You and I each would be doing so much more in our lives if it wasn't for our personal limitations, but many people don't realize how much better it is to be able to go to work and then lots of other places everyday.
I can tell by your excellent writing skills that you would be doing much more in life if you could, but because you do all that you can everyday you are a very valuable member of society. I sure as hell do not want your problems, but I don't wish that I had your mighty keen level of communication skills cause I accept who I am and what I can and can't do.
You do all you are able to and that is something that continues to do good things for many people all over the World Wide Web.

The Editor said...

There's maybe something wrong with my brain, maybe not.

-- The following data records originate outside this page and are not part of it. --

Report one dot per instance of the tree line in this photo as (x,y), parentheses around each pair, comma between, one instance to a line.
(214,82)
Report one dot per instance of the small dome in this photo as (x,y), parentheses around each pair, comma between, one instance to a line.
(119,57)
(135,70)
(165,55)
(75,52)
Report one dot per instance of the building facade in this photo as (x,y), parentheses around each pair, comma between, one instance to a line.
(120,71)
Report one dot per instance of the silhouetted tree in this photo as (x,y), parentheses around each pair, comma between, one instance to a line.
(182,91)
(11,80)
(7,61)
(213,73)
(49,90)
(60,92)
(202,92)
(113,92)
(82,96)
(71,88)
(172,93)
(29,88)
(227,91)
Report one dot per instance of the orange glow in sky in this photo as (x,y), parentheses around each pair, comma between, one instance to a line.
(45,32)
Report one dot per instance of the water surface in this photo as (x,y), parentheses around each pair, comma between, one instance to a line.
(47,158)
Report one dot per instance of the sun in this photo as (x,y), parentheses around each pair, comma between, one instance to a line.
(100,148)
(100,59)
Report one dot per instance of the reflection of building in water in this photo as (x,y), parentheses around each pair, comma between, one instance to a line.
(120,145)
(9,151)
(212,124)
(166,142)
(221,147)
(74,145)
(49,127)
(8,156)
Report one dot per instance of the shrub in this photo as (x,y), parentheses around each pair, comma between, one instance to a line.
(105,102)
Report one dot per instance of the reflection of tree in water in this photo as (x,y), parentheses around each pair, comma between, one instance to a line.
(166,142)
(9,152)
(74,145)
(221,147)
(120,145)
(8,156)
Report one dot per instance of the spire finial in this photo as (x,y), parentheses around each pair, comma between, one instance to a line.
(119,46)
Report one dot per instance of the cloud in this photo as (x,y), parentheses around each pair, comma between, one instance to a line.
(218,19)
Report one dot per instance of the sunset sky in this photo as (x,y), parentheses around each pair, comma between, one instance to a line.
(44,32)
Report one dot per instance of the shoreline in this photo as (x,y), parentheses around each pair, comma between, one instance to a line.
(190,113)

I'm not 'Disabled' but when I speak people tend to think I'm either permanently stoned or a half-wit, I can only make it up on vocabulary.

So there you are, not an official 'Disability' but not hidden either. In a way these things are like a filter for the prejudiced.

Alix said...

It's interesting that you use the term disabled w/regard to your schizophrenia. I have severe bipolar disorder, but I have never thought of it as a disability issue (not because I don't think what I deal with doesn't qualify, or because I think I am too good to succumb to that state). My bipolar has been very crippling at times, sometimes to the point of interfering with my job. But to claim this as a disability was just never something I thought about. In fact, it is the very action of going t work that gives me the day-to-day structure that I require to maintain an element of sanity. It's only when I return home to my house all alone does the bipolar rear its ugly head.

Since beginning a new drug, it has leveled off my manic highs which I so desperately miss. If you were to examine my blog, all of my early entries were poems that I thought really captured where I was in the moment. Now, with those highs being clipped I find myself no longer inspired to write poetry; rather I have written (sometimes lengthy) discourses on my disorder and its relationship to my spirituality. I invite you to examine by blog and make whatever comments that strike your fancy.



I saw your blog. It´s very nice. I´m live in brazil and my wife has schizophrenia too. We are living one day another, because this mental disturb. I´m not speak english very well - I just want to say hello!